Physical characteristics
- Source: Suntar-Khayata
- • coordinates: 62°25′12″N 140°32′24″E﻿ / ﻿62.42000°N 140.54000°E
- Mouth: Aldan River
- • coordinates: 62°21′36″N 135°48′0″E﻿ / ﻿62.36000°N 135.80000°E
- Length: 327 km (203 mi)
- Basin size: 14,000 km^{2} (5,400 sq mi)
- • average: 17.2 m^{3}/s (610 cu ft/s)

Basin features
- Progression: Aldan→ Lena→ Laptev Sea

= Tyry =

The Tyry (Тыры; Тырыы, Tırıı) is a river in the Sakha Republic (Yakutia), Russia, a right tributary of the Aldan, part of the Lena basin. It has a length of 327 km, a drainage basin area of 14000 km2 and is the 8th longest tributary of the Aldan.

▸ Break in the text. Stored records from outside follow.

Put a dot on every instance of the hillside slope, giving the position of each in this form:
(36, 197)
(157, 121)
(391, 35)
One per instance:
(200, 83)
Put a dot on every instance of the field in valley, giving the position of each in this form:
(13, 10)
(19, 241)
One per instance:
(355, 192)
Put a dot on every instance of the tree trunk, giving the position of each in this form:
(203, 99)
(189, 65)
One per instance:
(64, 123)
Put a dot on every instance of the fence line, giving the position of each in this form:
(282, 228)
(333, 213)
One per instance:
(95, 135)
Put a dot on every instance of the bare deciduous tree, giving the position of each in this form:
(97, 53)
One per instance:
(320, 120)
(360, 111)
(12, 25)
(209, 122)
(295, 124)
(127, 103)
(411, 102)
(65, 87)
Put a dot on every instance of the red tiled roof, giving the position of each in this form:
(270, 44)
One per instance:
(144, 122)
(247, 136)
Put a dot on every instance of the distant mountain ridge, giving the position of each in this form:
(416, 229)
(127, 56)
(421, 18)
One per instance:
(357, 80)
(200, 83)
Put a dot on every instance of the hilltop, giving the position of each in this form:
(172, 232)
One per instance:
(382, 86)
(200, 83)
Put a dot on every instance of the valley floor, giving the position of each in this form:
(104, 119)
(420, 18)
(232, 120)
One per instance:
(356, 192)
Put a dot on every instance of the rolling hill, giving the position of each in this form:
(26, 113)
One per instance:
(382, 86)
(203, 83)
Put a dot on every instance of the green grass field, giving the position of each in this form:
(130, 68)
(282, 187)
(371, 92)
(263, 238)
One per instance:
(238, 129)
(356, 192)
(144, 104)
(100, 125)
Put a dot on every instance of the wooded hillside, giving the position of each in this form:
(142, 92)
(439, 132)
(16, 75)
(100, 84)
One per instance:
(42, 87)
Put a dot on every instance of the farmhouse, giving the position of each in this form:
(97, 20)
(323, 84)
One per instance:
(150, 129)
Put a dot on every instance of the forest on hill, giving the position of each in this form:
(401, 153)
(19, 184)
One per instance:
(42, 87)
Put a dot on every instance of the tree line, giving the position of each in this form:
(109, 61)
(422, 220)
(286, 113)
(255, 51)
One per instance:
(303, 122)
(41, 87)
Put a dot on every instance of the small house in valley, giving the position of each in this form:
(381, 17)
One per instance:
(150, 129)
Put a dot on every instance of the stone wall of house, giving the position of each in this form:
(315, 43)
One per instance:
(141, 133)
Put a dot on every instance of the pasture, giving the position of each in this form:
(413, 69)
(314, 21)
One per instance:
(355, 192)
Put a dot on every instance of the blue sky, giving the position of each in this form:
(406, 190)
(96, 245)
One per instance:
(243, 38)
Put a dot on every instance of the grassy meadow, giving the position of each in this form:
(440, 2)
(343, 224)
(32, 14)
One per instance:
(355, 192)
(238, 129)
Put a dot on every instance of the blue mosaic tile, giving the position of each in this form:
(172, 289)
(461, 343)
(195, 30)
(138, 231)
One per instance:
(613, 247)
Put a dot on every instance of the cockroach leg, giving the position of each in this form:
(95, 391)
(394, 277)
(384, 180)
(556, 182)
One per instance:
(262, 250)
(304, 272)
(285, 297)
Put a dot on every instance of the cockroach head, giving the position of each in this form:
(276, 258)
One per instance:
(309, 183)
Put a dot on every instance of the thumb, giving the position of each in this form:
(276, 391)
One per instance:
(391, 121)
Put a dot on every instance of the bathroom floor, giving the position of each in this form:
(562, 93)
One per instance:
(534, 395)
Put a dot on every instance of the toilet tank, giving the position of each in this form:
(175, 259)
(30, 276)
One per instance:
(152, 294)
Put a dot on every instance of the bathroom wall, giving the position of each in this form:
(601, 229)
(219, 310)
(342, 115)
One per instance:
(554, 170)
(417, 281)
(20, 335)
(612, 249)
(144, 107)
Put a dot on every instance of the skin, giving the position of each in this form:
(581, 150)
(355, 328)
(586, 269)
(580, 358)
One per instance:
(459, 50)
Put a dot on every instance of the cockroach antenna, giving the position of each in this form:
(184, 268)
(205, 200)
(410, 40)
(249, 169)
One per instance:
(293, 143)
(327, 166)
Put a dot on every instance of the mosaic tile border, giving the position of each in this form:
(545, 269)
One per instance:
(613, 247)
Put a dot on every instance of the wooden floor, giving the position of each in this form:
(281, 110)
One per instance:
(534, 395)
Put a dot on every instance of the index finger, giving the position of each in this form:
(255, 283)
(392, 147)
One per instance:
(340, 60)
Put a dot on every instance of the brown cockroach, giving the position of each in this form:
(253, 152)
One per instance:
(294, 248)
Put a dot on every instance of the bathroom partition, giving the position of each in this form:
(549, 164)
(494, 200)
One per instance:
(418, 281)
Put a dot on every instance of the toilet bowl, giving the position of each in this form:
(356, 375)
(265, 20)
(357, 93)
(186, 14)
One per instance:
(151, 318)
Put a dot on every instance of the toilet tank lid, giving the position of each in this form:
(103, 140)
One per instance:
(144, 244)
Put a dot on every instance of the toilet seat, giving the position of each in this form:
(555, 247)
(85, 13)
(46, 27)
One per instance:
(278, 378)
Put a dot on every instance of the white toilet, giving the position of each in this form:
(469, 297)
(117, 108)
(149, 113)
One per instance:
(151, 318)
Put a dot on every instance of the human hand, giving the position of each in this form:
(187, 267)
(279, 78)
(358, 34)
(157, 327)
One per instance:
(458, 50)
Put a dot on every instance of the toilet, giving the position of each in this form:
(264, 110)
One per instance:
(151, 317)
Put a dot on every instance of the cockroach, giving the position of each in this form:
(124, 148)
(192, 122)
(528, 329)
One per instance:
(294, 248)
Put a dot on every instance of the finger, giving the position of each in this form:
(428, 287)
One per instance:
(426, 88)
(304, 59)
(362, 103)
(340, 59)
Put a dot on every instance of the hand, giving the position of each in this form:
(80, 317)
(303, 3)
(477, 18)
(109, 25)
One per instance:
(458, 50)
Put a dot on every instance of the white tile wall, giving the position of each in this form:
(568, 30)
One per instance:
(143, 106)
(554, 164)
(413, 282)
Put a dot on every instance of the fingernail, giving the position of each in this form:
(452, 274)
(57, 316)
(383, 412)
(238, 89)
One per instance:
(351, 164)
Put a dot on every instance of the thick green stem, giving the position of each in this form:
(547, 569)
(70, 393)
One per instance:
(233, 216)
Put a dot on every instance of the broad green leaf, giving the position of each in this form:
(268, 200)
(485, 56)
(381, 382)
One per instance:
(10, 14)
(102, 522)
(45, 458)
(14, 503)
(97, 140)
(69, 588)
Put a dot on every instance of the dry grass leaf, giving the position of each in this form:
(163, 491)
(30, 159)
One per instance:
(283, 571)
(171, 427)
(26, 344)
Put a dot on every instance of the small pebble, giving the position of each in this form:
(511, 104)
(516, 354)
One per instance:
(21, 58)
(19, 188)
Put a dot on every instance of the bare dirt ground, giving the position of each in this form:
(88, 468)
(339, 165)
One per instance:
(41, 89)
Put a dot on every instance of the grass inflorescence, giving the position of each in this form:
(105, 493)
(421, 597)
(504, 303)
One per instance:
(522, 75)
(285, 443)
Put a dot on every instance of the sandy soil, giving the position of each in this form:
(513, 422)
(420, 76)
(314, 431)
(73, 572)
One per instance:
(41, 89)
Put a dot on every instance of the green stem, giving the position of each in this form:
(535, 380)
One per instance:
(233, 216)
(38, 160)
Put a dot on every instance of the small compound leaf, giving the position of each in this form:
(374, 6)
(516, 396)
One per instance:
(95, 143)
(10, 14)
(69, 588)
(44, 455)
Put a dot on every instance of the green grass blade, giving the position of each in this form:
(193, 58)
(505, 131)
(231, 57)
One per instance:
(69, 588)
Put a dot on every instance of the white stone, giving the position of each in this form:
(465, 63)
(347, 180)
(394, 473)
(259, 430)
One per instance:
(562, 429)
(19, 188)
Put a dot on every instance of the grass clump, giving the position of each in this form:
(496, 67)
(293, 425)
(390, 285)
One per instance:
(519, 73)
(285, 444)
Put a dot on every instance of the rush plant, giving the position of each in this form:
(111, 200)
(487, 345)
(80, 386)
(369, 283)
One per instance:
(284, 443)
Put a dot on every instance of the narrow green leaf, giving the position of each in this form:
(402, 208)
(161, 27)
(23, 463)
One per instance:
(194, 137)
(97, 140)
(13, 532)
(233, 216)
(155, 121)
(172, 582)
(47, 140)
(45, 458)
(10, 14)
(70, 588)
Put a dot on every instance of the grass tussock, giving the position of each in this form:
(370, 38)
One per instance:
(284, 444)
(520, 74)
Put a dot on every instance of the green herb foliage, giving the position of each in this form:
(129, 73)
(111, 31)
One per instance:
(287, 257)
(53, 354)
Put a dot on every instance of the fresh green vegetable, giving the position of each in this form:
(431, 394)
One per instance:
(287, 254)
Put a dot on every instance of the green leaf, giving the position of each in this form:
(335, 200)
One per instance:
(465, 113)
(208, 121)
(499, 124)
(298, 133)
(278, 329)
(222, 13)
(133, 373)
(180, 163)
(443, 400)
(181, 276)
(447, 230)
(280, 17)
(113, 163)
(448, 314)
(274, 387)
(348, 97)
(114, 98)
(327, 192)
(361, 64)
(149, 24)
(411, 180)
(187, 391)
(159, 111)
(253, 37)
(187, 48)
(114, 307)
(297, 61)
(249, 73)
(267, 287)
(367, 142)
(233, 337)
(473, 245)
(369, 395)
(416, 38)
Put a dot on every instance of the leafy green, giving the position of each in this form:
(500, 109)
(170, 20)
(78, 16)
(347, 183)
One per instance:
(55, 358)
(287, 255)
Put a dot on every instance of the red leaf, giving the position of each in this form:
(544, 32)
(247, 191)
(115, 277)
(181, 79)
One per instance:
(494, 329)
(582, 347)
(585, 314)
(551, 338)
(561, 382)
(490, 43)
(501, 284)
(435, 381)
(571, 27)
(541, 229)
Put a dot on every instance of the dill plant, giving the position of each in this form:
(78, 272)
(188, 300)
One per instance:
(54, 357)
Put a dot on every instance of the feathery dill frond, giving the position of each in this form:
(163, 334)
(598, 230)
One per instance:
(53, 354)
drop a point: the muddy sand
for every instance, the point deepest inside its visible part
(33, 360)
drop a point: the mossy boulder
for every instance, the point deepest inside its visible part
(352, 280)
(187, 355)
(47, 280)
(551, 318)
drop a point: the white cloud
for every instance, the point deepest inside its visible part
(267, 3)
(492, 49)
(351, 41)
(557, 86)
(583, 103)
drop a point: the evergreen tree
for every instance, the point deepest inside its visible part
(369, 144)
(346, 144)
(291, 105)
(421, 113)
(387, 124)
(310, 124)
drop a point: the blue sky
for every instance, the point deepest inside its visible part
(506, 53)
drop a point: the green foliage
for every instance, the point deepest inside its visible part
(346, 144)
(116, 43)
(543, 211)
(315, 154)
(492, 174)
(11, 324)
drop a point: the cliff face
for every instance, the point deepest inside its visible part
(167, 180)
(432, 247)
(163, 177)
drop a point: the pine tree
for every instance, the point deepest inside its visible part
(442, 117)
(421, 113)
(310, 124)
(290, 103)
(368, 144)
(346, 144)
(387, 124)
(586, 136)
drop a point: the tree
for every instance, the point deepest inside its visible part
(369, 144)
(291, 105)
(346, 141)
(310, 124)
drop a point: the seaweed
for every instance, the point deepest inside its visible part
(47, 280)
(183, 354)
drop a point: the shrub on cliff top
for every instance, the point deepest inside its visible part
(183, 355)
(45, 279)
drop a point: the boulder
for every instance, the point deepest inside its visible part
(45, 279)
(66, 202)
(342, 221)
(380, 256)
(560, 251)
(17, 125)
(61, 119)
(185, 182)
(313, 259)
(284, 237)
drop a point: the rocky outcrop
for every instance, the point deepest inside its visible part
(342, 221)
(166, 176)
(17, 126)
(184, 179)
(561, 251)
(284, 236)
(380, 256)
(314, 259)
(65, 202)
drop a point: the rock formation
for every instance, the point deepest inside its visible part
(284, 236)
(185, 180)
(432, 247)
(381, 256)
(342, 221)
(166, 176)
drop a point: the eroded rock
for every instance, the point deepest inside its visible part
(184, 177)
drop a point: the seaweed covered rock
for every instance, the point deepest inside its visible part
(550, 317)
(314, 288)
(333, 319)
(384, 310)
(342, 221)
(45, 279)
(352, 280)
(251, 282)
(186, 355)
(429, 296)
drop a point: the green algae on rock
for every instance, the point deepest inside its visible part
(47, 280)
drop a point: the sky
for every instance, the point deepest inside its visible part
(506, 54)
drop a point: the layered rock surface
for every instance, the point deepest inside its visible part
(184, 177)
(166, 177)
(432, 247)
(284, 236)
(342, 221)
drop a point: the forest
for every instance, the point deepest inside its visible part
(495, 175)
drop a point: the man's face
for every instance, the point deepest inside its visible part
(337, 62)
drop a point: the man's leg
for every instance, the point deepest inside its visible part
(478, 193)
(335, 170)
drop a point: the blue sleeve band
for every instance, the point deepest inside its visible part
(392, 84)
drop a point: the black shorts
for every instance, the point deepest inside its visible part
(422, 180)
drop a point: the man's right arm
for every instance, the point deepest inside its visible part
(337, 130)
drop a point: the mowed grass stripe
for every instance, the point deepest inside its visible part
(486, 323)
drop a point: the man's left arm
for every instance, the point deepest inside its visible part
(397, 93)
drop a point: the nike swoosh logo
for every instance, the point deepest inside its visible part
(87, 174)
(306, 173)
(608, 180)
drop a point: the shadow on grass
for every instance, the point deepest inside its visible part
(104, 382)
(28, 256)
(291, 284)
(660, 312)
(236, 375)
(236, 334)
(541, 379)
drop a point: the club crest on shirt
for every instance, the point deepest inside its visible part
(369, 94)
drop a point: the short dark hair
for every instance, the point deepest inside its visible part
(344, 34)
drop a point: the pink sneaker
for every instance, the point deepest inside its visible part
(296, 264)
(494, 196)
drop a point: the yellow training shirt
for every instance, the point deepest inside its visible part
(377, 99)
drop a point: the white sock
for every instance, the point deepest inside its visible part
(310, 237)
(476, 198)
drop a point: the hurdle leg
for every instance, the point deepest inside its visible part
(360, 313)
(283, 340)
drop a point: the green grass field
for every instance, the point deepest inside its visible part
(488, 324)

Formerly there were mining settlements in the river valley, operating the coal and other deposits of the river basin, such as Nezhdaninskoye. Nowadays the nearest permanently inhabited place in the area of the Tyry is Khandyga of Tompo District to the north of the river's mouth. The Tyry is a known destination for rafting and kayaking, as well as fishing.

==Course==
The Tyry has its sources in the southern slopes of the Suntar-Khayata Range. In the upper section of its course the river flows through a narrow valley across mountainous terrain, heading roughly southwestwards and cutting across the Skalisty Range and the Sette Daban, where its valley widens and the river divides into branches. The river turns then to the WNW and cuts across the northern section of the Ulakhan-Bom. After the Tyry exits the mountain area it enters a wide floodplain, dividing into many channels and making a wide bend to the southwest. Finally if meets the right bank of the Aldan River, upstream from the mouth of the Eastern Khandyga, 492 km from the confluence of the Aldan with the Lena River.

===Tributaries===
The main tributaries of the Tyry are the 185 km long Khalya (Халыйа), the 83 km long Dogulchan (Долгучаан) and the 33 km long Natalya (Наталья) on the left, and the 79 km long Dyby (Дыбыы) on the right. The river freezes before mid October and stays frozen until mid May.

==Fauna==
Among the fishes present in the river and its tributaries are taimen, grayling, perch and pike, among other species.